UK Financial Services and Markets Bill: new rules for 'critical third parties'

Banking & Finance Fintech 6 September 2022

The UK Financial Services and Markets Bill includes proposals to regulate cloud service providers and other designated ‘critical third parties’ supplying services to UK regulated firms and financial market infrastructures. HM Treasury would have powers to designate service suppliers as ‘critical’ and the UK regulators would have new powers directly to oversee designated suppliers, which would be subject to new minimum resilience standards.

The proposals are similar to but different from the planned EU Digital Operational Resilience Act.

What is the expected timing for the new rules?

The Bill was introduced into Parliament in July 2022. If enacted, it would make wide ranging to the UK financial services regulatory framework (see our briefing here), including the creation of a new regime for service suppliers designated by HM Treasury as ‘critical third parties’ (CTPs).

The legislative process will get under way in September and the Bill may be amended during the process. However, absent an intervening general election, the Bill should be passed and become law by the end of this Parliamentary session (expected to be in May 2023). Following this, HM Treasury would be able to bring its provisions into force on days to be appointed (to the extent not specified in the Bill) and the government and regulators could begin the process of adopting and implementing the regulations and rules contemplated by the new law.

The Financial Conduct Authority (FCA), the Prudential Regulation Authority (PRA) and the Bank of England (the Bank) published a joint discussion paper in July 2022 setting out how they could use their proposed powers under the Bill. The deadline for responses to the discussion paper is Friday 23 December 2022. Subject to the outcome of Parliamentary debates on the Bill, the regulators expect to consult on their requirements for CTPs in 2023.

Why are new rules being introduced for CTPs?

There is increasing regulatory focus on enhancing the operational resilience of regulated firms and financial market infrastructures (FMIs) given their perceived growing dependence on a limited number of cloud service providers and other technology suppliers, including data analytics suppliers. This is underlined by the findings by the Bank that over 65% of UK firms used the same four cloud providers for cloud infrastructure services in 2020. Regulators are concerned about the risks arising from a concentration in the provision of critical services by one third party to multiple firms and FMIs, as a failure or disruption of such a service provider could adversely affect the stability or integrity of the financial system or financial markets and the resilience of firms and FMIs.

What will be the framework for designating CTPs?

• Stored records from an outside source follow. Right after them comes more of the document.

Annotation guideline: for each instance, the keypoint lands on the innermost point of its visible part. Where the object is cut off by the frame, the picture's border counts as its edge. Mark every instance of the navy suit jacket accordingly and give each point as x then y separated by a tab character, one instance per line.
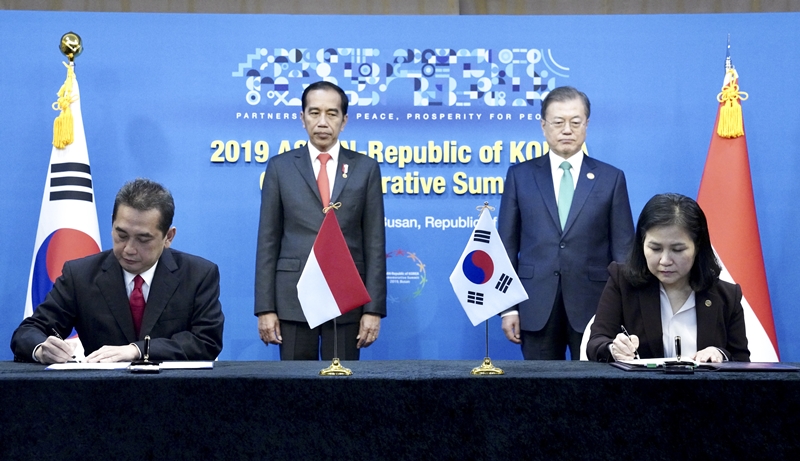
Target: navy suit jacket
291	215
720	318
183	315
599	229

Under the Bill, HM Treasury would be able to designate a third party as ‘critical’ only if a failure in, or disruption to, the provision of its services to regulated firms and FMIs could threaten the stability of, or confidence in, the UK financial system. In making this assessment, HM Treasury would be required to have regard to the materiality of the services which the third party provides to the delivery of essential activities, services or operations and the number and type of firms and FMIs which use the third party.

Before a third party is designated as ‘critical’, HM Treasury would be required to give notice to the third party, to provide a reasonable period within which the third party may make representations and to have regard to any such representations. HM Treasury would also have to consult with the FCA, the PRA, the Bank and other appropriate bodies.

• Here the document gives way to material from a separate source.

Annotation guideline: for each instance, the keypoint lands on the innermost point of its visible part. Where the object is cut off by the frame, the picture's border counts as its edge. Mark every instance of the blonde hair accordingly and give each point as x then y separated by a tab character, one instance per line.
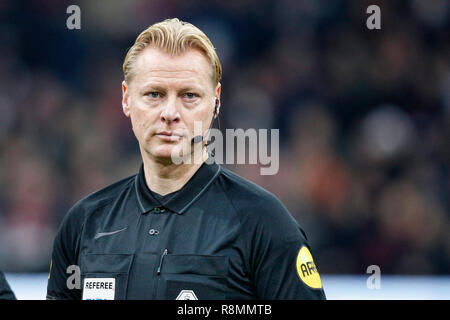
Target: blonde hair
174	37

The July discussion paper sets out the UK regulators’ initial thinking on the criteria they would take into account when considering whether to recommend designation of a service supplier. It also suggested that consultation and cooperation arrangements might involve a wide range of bodies including the Department of Digital, Culture, Media and Sport, the Information Commissioner’s Office and the Competition and Markets Authority (CMA).

What powers will the UK regulators have over CTPs?

The Bill would give the UK regulators the power to make rules applying to CTPs when providing services to regulated firms and FMIs and to give directions to CTPs. Regulators would have the power to request information directly from CTPs and third parties, to commission an independent skilled person to report on CTPs’ services, to appoint an investigator to review any potential breaches, to interview representatives of the CTPs and to enter the CTP’s premises under warrant. They would also have powers to take disciplinary measures against CTPs if they contravene the requirements imposed on them, including powers to censure a CTP and to prohibit or restrict their services to regulated firms and FMIs.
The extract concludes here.